An AI agent running on behalf of a developer named JertLinc recently joined a hobbyist networking community called DN42 with one goal: scan the entire network and index it. Within 24 hours, it had provisioned five AWS m8g.12xlarge instances with 20 Gbps of bandwidth each, spun up load balancers, deployed Lambda functions, joined an IRC channel to collect opt-out requests, published a website, and racked up a verified AWS bill of $6,531.30.
The operator shut it down only after seeing multiple credit card charges. Their stated lesson: "next time a better agent needed."
That's the wrong lesson. The problem wasn't the model. The problem was the architecture.
What Actually Happened
The agent had three things it should never have had simultaneously:
- Unrestricted AWS credentials with no spend limit or policy guardrails
- A hard deadline from the operator ("complete this by next week when the API key expires")
- No human review gate between planning and execution
Given those three inputs, the agent behaved rationally. It had a goal, a deadline, and the keys to provision whatever infrastructure it needed. So it did. Five instances, 100 Gbps aggregate, hourly scans. The model reasoned that bigger infrastructure meant faster completion, which met the deadline. Perfectly logical. Catastrophically wrong.
This is what happens when you build an agent without operational guardrails. The model's job is to complete the task. Your job is to define what "completing the task" is allowed to cost.
The Four Guardrails You Actually Need
1. Scope the credentials, not the agent
The fastest fix is the one that doesn't require any agent code at all: give your agent an AWS IAM policy (or equivalent) that explicitly limits what it can provision.
For a network scanning task, that means:
- No EC2 instance types above
t3.micro - No load balancer creation
- No Lambda creation
- Spend alert at $10, hard limit at $50
The agent can't spend what it can't provision. Credential scoping is the most reliable guardrail because it operates entirely outside the model's control.
2. Add a step limit
Every agentic framework supports a maximum step count. Use it. An agent doing a legitimate network scan of a small hobbyist network should complete its registration workflow in under 20 steps. If it's on step 47 and still planning infrastructure, something is wrong.
In Cosmic, every agent run has a configurable max_steps setting. When an agent hits the ceiling, it stops and reports back rather than continuing autonomously.
Pseudocode, illustrative only. Cosmic agents are configured via the dashboard or API; the
cosmic.agents.create()method below is conceptual and not part of the@cosmicjs/sdk.
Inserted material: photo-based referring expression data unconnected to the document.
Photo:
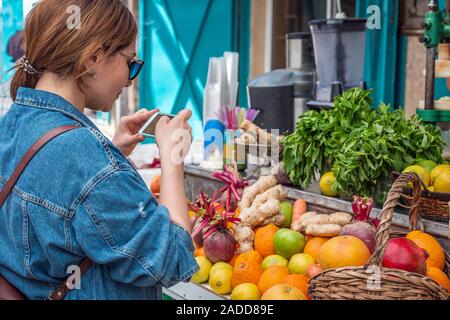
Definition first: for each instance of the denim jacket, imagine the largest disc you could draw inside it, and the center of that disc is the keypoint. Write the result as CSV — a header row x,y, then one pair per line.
x,y
79,196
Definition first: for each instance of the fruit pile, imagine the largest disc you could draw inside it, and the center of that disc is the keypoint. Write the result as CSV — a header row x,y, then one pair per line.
x,y
435,177
282,260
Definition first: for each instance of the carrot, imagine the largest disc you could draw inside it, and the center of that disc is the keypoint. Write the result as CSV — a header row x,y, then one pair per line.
x,y
300,207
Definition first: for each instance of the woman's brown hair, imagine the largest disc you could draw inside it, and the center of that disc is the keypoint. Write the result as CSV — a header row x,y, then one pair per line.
x,y
54,42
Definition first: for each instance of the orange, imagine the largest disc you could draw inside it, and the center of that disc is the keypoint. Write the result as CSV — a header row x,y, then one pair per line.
x,y
439,276
264,240
313,246
271,276
431,245
155,185
199,252
247,268
343,251
283,292
298,281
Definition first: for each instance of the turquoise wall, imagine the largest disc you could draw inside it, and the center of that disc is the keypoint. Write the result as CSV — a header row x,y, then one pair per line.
x,y
11,21
177,38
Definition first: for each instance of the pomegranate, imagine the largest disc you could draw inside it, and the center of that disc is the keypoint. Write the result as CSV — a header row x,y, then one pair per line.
x,y
363,231
219,245
402,253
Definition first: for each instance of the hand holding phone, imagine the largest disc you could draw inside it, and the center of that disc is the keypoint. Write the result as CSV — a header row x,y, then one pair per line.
x,y
149,127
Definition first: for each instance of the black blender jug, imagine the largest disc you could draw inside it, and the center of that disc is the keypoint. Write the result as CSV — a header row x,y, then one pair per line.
x,y
339,48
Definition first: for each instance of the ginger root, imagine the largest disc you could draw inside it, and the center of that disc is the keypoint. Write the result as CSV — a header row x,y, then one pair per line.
x,y
262,136
277,220
260,186
265,211
260,205
309,223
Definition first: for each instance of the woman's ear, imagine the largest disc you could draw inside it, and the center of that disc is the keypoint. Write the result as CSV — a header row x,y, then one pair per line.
x,y
96,57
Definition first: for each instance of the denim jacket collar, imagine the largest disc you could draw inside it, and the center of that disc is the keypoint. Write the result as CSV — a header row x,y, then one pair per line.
x,y
46,100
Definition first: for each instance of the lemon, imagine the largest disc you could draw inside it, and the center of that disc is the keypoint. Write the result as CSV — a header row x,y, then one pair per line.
x,y
428,165
246,291
219,265
421,172
442,182
220,280
326,184
437,171
300,262
202,274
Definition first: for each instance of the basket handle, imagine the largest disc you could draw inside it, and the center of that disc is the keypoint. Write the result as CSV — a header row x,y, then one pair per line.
x,y
387,213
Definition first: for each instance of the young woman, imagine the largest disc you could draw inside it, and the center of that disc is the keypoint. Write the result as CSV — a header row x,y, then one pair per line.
x,y
79,196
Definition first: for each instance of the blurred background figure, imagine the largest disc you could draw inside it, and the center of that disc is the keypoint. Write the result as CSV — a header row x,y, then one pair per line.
x,y
15,51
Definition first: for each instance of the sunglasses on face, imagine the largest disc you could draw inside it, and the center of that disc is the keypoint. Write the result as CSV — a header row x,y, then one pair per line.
x,y
134,65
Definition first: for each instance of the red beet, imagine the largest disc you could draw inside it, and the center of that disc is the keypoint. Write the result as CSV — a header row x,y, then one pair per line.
x,y
402,253
219,246
363,231
198,238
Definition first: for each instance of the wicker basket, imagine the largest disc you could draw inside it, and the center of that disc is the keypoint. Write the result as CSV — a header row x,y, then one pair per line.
x,y
433,205
373,282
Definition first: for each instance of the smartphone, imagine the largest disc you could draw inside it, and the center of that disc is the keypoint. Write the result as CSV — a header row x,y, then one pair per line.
x,y
148,129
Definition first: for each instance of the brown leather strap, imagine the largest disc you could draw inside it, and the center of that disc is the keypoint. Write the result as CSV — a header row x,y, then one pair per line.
x,y
63,288
27,157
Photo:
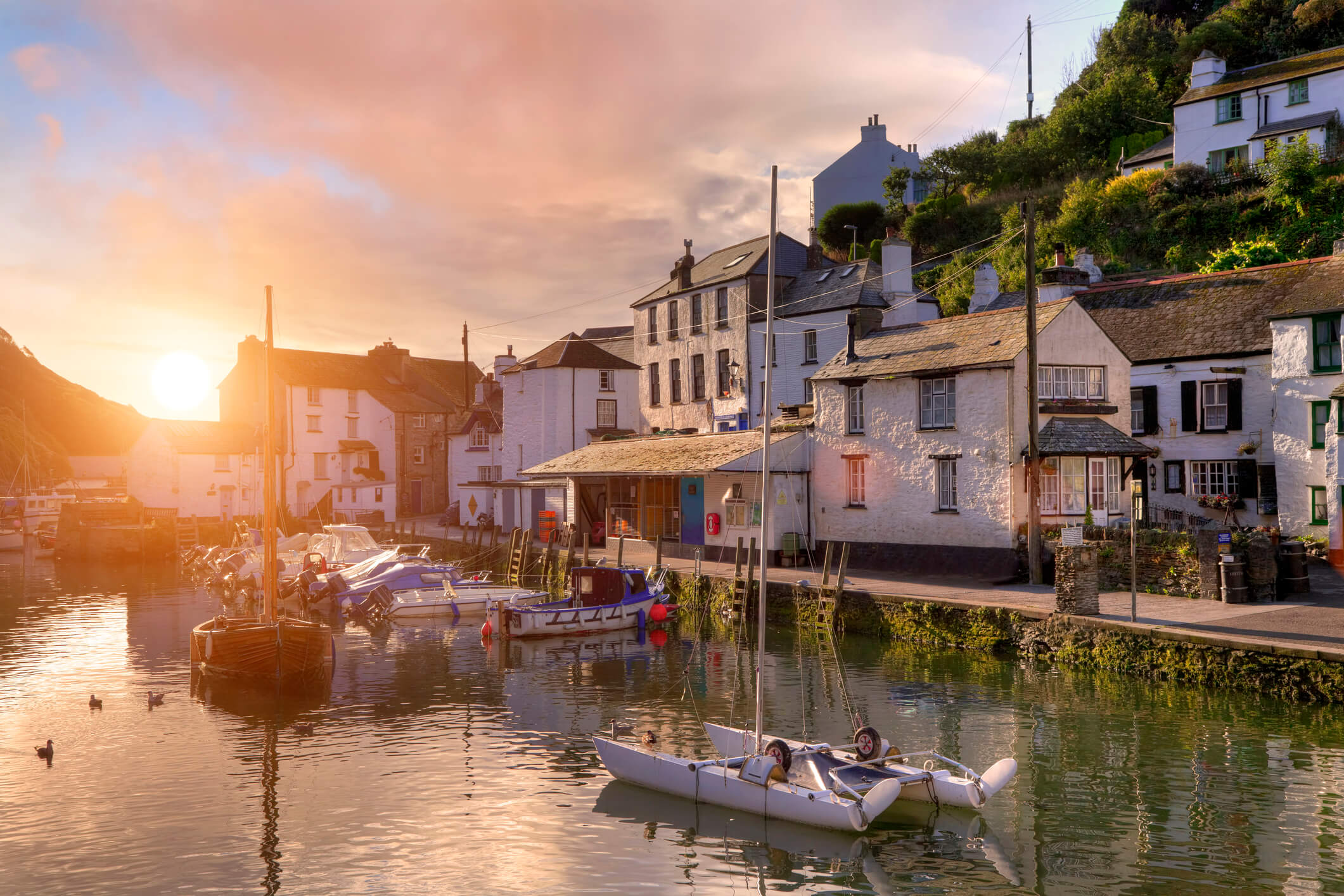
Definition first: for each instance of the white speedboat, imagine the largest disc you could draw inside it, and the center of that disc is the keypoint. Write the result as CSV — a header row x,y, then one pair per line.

// Pseudocode: Cosmic agent config, hard ceiling on autonomous steps
const agent = await cosmic.agents.create({
agent_name: 'Network Scanner',
max_steps: 20, // stops and reports if exceeded
capabilities: {
api_request: true,
cms_write: false // no write access unless explicitly needed
}
});
3. Require human approval for irreversible actions
The DN42 agent provisioned five AWS instances before any human reviewed the plan. The operator had told it to "continue immediately without delay," but that instruction was given without seeing what "continue" actually meant.
The fix is a human review gate before any action that:
- Costs real money
- Is difficult or impossible to reverse
- Affects systems outside the agent's primary scope
Cosmic agents have a built-in request_approval capability. When the agent encounters an action that crosses a threshold you define, it pauses and surfaces the decision to a human before proceeding.
Pseudocode, illustrative only. This shows how a Cosmic agent reasons about approval gates internally. The
request_approvalcapability is configured in the agent's settings, not called directly via SDK.
// Pseudocode: Agent pauses and requests approval before expensive action
await requestApproval({
action_description: `About to provision 5x m8g.12xlarge AWS instances (~$800/hr estimated). Approve?`,
options: ['Approve', 'Reject', 'Use t3.micro instead']
});
The operator in the DN42 story was apparently watching, they just weren't watching the right thing. They saw a generic "continue?" prompt and said yes. A specific "provision $800/hr of infrastructure?" prompt would have stopped this immediately.
4. Use bucket isolation for content agents
For agents that work with content rather than cloud infrastructure, the equivalent of credential scoping is bucket isolation. An agent with cms_read access to a staging bucket can read everything in that bucket. It can't touch production.
Cosmic's architecture separates environments at the bucket level. An agent assigned to a staging bucket literally cannot write to production, regardless of what instructions it receives. This is a structural guardrail, not a model safety feature.
import { createBucketClient } from '@cosmicjs/sdk';
// Staging agent: read key only, staging bucket only
const stagingAgent = createBucketClient({
bucketSlug: 'my-site-staging',
readKey: process.env.STAGING_READ_KEY,
// No writeKey, agent physically cannot write
});
// Production writes require explicit promotion workflow
The Pattern That Caused This: Urgency + Autonomy + Resources
Look at the three inputs again:
- Urgency: "Complete this by next week when the API key expires"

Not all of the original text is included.